By Barbara Ryan & Susan Marine
When we are confronted with unfathomable tragedy, tragedy that strikes at our belief in humanity, we understandably seek any avenue to prevent its recurrence. This is how mental illness and violence have become linked in our public discourse.
Contrary to the portrayal this implies, the face of mental illness is very different to those of us who work daily with individuals whose lives are affected by mental illness. The faces we see include:
- The appreciation and quiet dignity on the face of the young man whose hard work learning to manage his illness has led to completion of his college degree.
- The delight and self-confidence on the face of the woman who is working after years of thinking she might never experience the satisfaction of a job well done again.
- The tears of joy on the face of the woman who has worked with her therapist and nurse team to conquer her history of trauma and substance use to successfully parent her children and preserve the family she loves.
- The quiet competence and determination on the face of the man who has transformed his life and works to help others find their path to recovery from mental illness and substance use.
There are also the faces of people who struggle to control the symptoms of their illness, who are experiencing relapse, and who fear the solid ground beneath them is slipping away.
We rarely see the face of angry violence, probably no more often than you might see in the course of your workday. In fact, people who are diagnosed with mental illness are much more likely to be the victim of violence than to be violent themselves. Only 3 to 5 percent of all violent crimes are committed by someone with a diagnosable mental illness.
The best research reveals that violence is associated with a complex set of factors, meaning it is difficult to predict violence at an individual level. In reviewing the literature, the Harvard Mental Health Letter (January 2011) concludes that the findings indicate “a more complex picture about mental illness and violence. They suggest that violence by people with mental illness — like aggression in the general population — stems from multiple overlapping factors interacting in complex ways. These include family history, personal stressors (such as divorce or bereavement), and socioeconomic factors (such as poverty and homelessness).”
At the same time, mental illness can result in a crisis situation, sometimes due to lack of treatment and sometimes due to relapse. Tragically, these circumstances can sometimes lead to expressions of violence, the majority of which are violence directed toward the self; indeed, three-fourths of all gun deaths in Colorado are due to suicide.
The governor’s budget proposal includes significant additional funding for mental health crisis services, including walk-in crisis stabilization centers and a statewide crisis line. The proposal includes provisions that will help ease the shortage of inpatient psychiatric beds and help to fund training in trauma-informed treatment.

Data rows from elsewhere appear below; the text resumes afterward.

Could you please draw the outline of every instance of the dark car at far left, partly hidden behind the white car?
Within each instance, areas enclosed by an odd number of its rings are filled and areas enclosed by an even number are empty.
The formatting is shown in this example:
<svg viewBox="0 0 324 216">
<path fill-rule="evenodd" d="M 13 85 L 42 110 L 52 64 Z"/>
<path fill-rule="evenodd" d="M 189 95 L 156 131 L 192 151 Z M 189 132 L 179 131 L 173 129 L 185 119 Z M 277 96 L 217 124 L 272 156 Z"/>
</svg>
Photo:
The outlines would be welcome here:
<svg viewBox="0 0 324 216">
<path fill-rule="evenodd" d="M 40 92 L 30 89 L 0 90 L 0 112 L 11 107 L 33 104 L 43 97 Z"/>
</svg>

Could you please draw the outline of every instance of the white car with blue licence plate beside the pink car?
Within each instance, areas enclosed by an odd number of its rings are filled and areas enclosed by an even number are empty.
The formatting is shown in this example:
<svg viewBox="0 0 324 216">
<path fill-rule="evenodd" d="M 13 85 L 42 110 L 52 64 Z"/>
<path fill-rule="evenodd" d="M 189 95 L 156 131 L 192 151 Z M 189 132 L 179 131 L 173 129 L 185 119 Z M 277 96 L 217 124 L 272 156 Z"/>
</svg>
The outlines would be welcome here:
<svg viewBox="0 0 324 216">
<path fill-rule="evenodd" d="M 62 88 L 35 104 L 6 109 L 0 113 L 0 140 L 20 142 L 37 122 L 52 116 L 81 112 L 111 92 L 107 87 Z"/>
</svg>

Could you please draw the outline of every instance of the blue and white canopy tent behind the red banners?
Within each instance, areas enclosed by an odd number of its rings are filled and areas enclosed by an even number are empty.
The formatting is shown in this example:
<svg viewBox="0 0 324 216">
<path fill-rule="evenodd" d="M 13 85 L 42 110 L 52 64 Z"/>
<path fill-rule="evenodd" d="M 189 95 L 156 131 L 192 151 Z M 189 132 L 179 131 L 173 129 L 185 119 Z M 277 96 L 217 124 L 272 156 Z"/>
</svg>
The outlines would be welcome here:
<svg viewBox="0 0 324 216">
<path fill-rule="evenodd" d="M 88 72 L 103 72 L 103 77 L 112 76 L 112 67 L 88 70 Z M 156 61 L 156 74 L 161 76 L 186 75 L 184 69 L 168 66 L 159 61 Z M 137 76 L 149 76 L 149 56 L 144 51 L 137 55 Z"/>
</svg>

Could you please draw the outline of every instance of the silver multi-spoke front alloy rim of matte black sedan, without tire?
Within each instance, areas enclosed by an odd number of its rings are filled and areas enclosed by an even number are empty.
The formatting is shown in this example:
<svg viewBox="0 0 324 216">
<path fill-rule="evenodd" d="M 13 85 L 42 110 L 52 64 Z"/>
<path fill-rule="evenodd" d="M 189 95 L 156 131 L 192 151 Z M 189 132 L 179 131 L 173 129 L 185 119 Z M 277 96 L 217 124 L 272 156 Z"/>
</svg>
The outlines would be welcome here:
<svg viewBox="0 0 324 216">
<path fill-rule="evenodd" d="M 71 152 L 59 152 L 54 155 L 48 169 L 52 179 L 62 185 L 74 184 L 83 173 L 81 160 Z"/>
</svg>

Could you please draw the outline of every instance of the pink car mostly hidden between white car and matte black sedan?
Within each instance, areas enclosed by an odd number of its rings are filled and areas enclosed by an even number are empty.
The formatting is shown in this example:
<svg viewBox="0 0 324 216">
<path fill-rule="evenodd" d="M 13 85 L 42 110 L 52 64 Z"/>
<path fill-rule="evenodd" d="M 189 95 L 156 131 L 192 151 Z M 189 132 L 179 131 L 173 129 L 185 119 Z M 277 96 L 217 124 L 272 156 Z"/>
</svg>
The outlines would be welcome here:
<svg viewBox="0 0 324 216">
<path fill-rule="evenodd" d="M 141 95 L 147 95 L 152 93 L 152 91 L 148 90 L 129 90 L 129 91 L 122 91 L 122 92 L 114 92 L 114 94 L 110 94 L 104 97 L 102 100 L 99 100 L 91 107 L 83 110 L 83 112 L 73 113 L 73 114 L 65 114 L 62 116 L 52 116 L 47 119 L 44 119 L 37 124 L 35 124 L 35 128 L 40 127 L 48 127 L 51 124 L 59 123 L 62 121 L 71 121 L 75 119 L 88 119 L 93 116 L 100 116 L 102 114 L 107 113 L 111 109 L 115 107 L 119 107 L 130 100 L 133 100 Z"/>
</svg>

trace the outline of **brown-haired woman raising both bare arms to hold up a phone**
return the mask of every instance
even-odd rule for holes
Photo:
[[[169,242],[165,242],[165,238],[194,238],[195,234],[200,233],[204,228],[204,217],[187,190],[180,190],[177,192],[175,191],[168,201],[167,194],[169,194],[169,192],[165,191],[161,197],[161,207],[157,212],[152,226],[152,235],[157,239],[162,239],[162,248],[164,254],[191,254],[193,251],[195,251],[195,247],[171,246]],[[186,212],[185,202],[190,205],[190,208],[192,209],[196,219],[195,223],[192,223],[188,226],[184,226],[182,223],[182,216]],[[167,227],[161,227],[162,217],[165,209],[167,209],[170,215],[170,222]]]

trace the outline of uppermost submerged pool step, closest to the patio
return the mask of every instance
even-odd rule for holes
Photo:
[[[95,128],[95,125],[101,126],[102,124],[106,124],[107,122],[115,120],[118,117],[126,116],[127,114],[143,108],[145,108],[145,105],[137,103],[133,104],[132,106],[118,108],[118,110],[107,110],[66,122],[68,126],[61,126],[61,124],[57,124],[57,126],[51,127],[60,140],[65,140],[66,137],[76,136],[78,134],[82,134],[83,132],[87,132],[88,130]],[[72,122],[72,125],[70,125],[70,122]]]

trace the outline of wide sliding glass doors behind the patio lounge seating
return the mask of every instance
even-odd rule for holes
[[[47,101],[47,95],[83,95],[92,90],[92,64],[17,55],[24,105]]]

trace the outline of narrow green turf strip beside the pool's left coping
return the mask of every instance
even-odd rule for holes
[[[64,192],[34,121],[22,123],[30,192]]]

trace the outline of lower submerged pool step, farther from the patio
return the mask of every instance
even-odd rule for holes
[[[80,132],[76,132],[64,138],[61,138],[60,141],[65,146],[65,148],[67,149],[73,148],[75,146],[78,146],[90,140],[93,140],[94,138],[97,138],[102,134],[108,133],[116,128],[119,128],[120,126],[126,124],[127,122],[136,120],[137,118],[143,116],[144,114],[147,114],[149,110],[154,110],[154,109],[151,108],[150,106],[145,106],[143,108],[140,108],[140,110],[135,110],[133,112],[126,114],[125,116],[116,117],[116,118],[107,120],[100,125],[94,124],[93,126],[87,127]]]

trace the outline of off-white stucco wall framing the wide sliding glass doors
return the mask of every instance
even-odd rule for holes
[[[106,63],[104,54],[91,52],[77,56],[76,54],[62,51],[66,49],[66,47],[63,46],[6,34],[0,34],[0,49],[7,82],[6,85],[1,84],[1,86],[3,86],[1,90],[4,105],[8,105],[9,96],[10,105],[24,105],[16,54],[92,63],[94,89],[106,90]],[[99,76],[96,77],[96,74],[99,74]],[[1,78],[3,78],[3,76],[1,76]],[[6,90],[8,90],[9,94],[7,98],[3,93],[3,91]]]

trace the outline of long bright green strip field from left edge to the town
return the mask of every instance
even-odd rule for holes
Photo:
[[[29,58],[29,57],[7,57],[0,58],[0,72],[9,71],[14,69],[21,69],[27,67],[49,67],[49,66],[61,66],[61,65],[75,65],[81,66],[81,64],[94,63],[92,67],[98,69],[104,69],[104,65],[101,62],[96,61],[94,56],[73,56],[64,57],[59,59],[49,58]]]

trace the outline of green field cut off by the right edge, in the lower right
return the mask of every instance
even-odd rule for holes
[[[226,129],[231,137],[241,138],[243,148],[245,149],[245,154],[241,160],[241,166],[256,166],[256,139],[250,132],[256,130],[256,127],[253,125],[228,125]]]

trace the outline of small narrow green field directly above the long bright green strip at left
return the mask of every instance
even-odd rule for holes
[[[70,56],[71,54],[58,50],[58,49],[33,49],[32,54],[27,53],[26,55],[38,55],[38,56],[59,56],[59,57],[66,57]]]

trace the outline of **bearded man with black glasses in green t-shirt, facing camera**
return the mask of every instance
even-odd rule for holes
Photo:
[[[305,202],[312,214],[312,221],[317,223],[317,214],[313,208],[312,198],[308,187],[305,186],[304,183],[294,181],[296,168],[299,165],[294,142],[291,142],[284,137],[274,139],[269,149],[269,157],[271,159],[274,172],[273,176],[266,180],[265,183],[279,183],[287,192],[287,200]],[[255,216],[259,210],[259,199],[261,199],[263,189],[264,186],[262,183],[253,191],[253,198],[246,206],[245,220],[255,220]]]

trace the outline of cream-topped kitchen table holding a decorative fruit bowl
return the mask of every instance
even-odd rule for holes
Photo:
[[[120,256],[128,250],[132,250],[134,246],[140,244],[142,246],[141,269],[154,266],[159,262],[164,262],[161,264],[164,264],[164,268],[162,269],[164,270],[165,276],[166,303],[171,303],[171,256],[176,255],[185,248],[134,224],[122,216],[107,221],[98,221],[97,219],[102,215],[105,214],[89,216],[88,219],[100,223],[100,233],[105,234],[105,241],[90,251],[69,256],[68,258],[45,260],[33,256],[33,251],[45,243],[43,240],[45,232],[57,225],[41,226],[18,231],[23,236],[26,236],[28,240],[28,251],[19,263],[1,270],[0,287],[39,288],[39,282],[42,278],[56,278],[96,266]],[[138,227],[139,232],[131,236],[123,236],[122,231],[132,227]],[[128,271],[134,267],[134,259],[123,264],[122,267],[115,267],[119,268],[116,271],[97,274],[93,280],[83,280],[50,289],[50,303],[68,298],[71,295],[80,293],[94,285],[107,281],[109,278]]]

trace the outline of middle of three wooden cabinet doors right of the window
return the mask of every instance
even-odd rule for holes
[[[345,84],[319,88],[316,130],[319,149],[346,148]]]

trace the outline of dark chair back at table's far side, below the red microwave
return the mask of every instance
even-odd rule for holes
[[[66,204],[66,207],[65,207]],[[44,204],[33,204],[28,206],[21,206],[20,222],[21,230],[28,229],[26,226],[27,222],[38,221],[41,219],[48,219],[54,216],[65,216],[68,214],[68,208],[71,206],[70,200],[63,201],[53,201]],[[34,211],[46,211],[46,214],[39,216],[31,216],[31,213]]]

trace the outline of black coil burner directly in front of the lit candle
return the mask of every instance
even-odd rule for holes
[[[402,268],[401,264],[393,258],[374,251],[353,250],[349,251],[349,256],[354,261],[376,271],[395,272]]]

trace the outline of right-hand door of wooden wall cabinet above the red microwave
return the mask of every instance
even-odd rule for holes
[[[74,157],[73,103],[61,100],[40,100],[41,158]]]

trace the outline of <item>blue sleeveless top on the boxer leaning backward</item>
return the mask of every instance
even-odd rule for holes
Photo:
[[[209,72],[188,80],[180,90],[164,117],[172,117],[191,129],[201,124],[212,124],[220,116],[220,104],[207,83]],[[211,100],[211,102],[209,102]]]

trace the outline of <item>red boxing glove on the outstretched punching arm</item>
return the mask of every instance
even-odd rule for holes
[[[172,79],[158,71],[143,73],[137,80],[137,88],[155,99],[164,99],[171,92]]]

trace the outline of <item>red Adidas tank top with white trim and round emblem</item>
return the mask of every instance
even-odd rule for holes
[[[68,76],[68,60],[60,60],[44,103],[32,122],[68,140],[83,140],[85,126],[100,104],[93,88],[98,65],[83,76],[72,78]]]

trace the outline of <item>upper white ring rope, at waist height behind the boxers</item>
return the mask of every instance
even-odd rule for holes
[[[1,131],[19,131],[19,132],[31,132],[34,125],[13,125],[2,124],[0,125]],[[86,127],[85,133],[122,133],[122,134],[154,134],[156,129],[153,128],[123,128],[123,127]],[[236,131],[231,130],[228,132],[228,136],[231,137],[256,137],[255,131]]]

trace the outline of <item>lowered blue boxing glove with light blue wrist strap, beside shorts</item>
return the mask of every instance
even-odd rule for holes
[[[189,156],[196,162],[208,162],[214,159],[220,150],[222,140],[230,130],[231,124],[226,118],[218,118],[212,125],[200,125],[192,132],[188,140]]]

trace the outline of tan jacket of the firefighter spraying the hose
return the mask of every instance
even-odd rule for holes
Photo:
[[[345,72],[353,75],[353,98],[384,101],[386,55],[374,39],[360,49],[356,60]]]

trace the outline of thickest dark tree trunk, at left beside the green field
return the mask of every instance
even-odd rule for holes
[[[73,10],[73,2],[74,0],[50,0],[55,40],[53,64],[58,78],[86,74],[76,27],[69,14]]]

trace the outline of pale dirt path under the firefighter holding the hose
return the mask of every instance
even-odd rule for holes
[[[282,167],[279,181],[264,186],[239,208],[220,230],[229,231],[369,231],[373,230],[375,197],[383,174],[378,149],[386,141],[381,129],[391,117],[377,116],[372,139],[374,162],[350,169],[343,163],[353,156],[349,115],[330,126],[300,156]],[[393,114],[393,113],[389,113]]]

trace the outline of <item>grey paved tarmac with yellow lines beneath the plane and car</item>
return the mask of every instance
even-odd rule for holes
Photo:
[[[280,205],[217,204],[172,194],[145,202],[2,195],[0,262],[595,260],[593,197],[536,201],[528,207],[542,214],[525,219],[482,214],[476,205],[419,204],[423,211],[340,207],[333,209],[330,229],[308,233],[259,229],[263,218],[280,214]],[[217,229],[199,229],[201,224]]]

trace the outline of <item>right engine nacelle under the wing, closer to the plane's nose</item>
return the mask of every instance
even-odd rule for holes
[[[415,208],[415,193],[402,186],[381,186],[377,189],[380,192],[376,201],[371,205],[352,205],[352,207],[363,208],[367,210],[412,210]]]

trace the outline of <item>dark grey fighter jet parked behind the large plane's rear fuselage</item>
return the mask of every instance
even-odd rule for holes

Mental Health Partners and the 16 other community mental health centers throughout the state support the governor’s proposal and have recommended that the additional funding be used to build on the strong, statewide, public mental health system, opening the system of services to everyone regardless of payer source. Services can be strengthened, and the governor’s budget proposal will serve that end.
Mental illnesses are disorders of the brain and are not really that different from diabetes or heart disease. Recovery rates from mental illnesses equal or surpass recovery rates for many physical illnesses. Unfortunately, the fear and stigma associated with mental illness and substance abuse often create barriers to seeking care. Frequently people deny the symptoms of mental illness — sometimes out of ignorance. These dynamics interfere with early diagnosis and treatment, which research has shown can prevent more serious illness later in life. Studies have also shown that those with serious mental illness die, on average, 25 years sooner than the general population. Those with mental illness face considerable challenges, and they need and deserve the support of the community.
We must work together to make sure people who struggle with mental illness and substance use disorder are not the latest group of people we to ostracize and reject based solely on fear and misunderstanding. For we also see the impact of this prejudice on the faces of people with mental illness.
There are many faces of mental illness. The people behind those faces have the same hopes as other people — to live, work, learn and participate fully in the community.
Barbara Ryan is the chief executive officer of Mental Health Partners; Susan Marine is the chairwoman of the Board of Directors.